I also noticed language matters a lot as well. It's pretty good with Python, pandas, matplotlib, etc. But ask it to write some PowerShell and it regularly hallucinates modules that don't exist, more than any other language I've tried to use it with.
And good luck if you're working with a stack that's not flavor of the month with plenty of online information available. ERP systems with its documentation living behind a paywall, so it's not in the training data - you know, real world enterprise CRUD use cases where I'd want to use it the most, it's the least helpful.
1 reply →
I think “don’t use the context window” might be too simple. It can be incredibly useful. But avoid getting in a context window loop. When iterations stop showing useful progress toward the goal, it’s time to abandon the context. LLMs tend to circle back to the same dead end solution path at some point. It also helps to jump between LLMs to get a feel for how they perform on different problem spaces.

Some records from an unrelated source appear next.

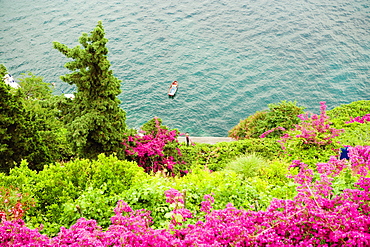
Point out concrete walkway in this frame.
[177,136,235,144]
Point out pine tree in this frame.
[53,21,126,158]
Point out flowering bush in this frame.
[346,114,370,124]
[0,146,370,246]
[281,101,343,147]
[278,102,344,166]
[123,117,186,176]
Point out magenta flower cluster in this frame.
[279,101,344,150]
[122,118,182,176]
[346,114,370,124]
[0,146,370,247]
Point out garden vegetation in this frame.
[0,22,370,246]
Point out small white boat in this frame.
[168,81,179,96]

Depends on the use case. For programming where every small detail might have huge implications, 98% accuracy vs 99.99% is a ginormous difference.
Other tasks can be more forgiving, like writing which i do all the time, then i load 3000 tokens in the context window pretty frequently. Small details in the accuracy do not matter so much for most people, for everyday casual tasks like rewriting text, summarizing etc.
In general, be wary of how much context you load into the chat, performance degrades faster than you can imagine. Ok, the aphorism i started with, was a little simplistic.
1 reply →
Aider, the tool, does exactly the opposite, in my experience.
It really works, for me. It iterates by itself and fixes the problem.
I'm in the middle of test-driving Aider and I'm seeing exactly the same problem, the longer a conversation goes on, the worse the quality of replies... Currently, I'm doing something like this to prevent it from loading previous context:
Which clears the history, then I basically re-run that whenever the model gets something wrong (so I can update/improve the prompt and try again).
why not use /clear and /reset command?